Nanny was a daily Mass-goer and Rosary pray-er. She always went all out in decorating for Christmas–INSIDE the house–right down to the fake snow on the mantelpieces in the dining room and living room. One year for my birthday she gave me a big box of art/office supplies:  new crayons, scissors, pencils, stapler, art paper and more. I was thrilled.

Hands down, Nanny made the best roast chicken, mashed potatoes, turnips, and tuna-fish sandwiches (on Wonder bread, with butter. Don’t knock it ’til you’ve tried it.) I don’t ever remember her baking anything, but she knew where the good bakery was, and when she went there, she’d bring you back a lemon cupcake or blueberry tart. You could always find Coke in the fridge and Mallomars in the cabinet, and the Milky Ways were kept in the vegetable drawer.

I miss Nanny, and more than that, I wish that my kids had what I’d had:  the chance to grow up with anytime-you-want access to your grandmother.

5 thoughts on “On Her Birthday

  1. I had two wonderful Nannys growing up and Grandmom who was actually our greatgrandmother. When our son was born there were 5 generations representing! Luigi and Michelina lived with us when we moved to Delran in 1961 and what a blessing that was! I have many memories of those strong women and men who helped form us.
    Happy birthday to your Nanny!

    • Noticing a family-name trend there! Cool! I have special memories of my Granma as well, but she lived farther away so I couldn’t drop in on her until I could drive!

  2. This is such a wonderful post! My three little granddaughters live in CO and my husband and I are in NH–I would love more than anything if they could just drop in whenever!

    Barb, I want to thank you–so much!–for tweeting one of my recent blog posts about Finding Grace.
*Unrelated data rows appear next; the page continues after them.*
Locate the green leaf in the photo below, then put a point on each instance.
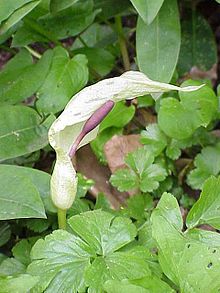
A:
(207, 163)
(99, 59)
(147, 10)
(198, 46)
(17, 14)
(66, 77)
(11, 267)
(104, 232)
(60, 261)
(183, 258)
(9, 6)
(119, 116)
(158, 43)
(21, 78)
(124, 180)
(20, 284)
(19, 197)
(57, 5)
(179, 120)
(71, 21)
(143, 173)
(150, 284)
(40, 180)
(21, 251)
(119, 266)
(206, 209)
(110, 8)
(154, 137)
(5, 233)
(23, 130)
(68, 260)
(99, 142)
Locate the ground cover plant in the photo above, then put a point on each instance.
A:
(109, 146)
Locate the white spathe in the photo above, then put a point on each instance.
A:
(69, 124)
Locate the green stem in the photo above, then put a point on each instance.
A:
(33, 52)
(61, 219)
(122, 43)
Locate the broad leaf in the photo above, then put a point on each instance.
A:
(110, 8)
(179, 120)
(206, 209)
(19, 197)
(66, 77)
(157, 56)
(9, 6)
(71, 21)
(99, 59)
(5, 233)
(201, 50)
(40, 180)
(57, 5)
(207, 163)
(21, 78)
(150, 284)
(20, 284)
(92, 248)
(60, 259)
(182, 257)
(104, 232)
(23, 130)
(17, 15)
(69, 124)
(148, 10)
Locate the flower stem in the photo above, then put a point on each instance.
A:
(61, 219)
(122, 43)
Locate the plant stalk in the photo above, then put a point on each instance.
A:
(122, 43)
(61, 219)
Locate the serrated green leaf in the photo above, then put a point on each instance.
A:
(182, 257)
(119, 266)
(5, 233)
(21, 78)
(124, 180)
(40, 180)
(207, 163)
(71, 21)
(163, 43)
(65, 78)
(150, 284)
(104, 232)
(17, 14)
(198, 46)
(19, 197)
(206, 209)
(60, 259)
(23, 130)
(179, 120)
(147, 9)
(20, 284)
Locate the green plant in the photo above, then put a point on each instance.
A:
(154, 128)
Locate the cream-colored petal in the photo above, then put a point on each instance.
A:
(69, 124)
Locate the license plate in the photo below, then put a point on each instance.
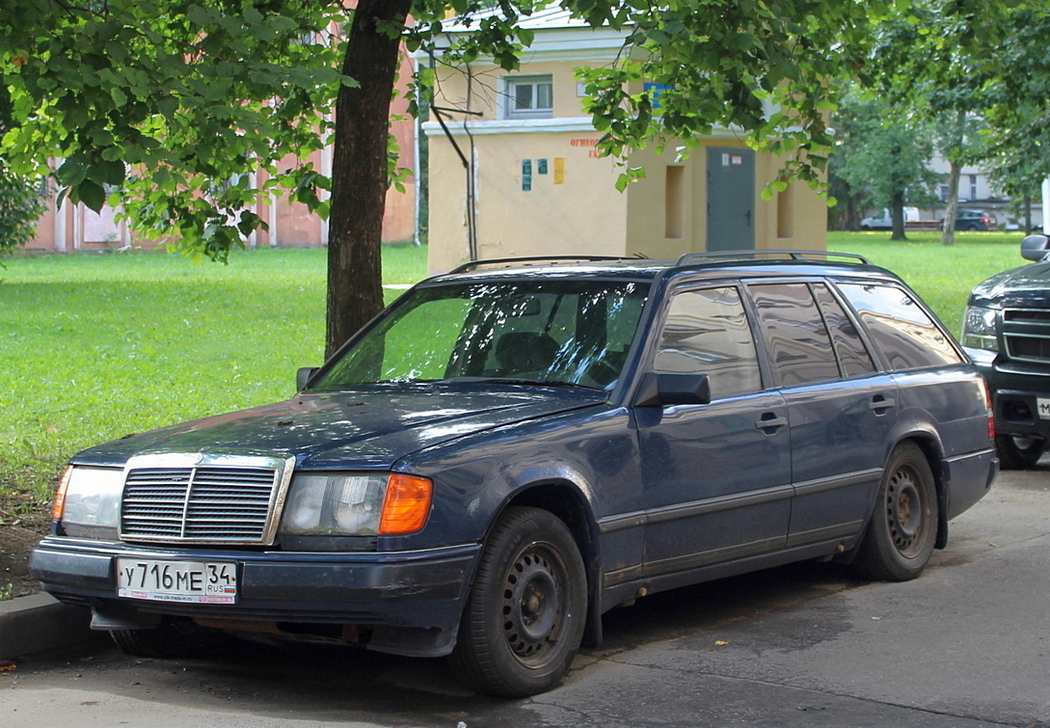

I’m not on Twitter (maybe I should set up an account?), but I was told about your tweet by Christina of Filling My Prayer Closet.

    Seeing your picture, I realize I know you (what a small Catholic blogging world this is!). When Lisa Hendey kindly let me post an article about my book on CatholicMom.com back in November of 2012, you were the one person to leave a comment. Thanks for that, too!

    I have signed up to follow your blog via e-mail.

    God bless you!

    • Thank you, Laura! Yes, I am reading your book right now. Hands down, my favorite part so far is the section with Mrs. Perlmann’s story. I’m glad that I saw Cristina’s tweet about the book. (I have an ulterior motive as well–I volunteer at the Catholic-school library and am always keeping my eyes open for good Catholic fiction for elementary- and middle-schoolers.)
      My parents live 125 miles away–that’s a lot more than a bicycle trip. I know that my kids miss out.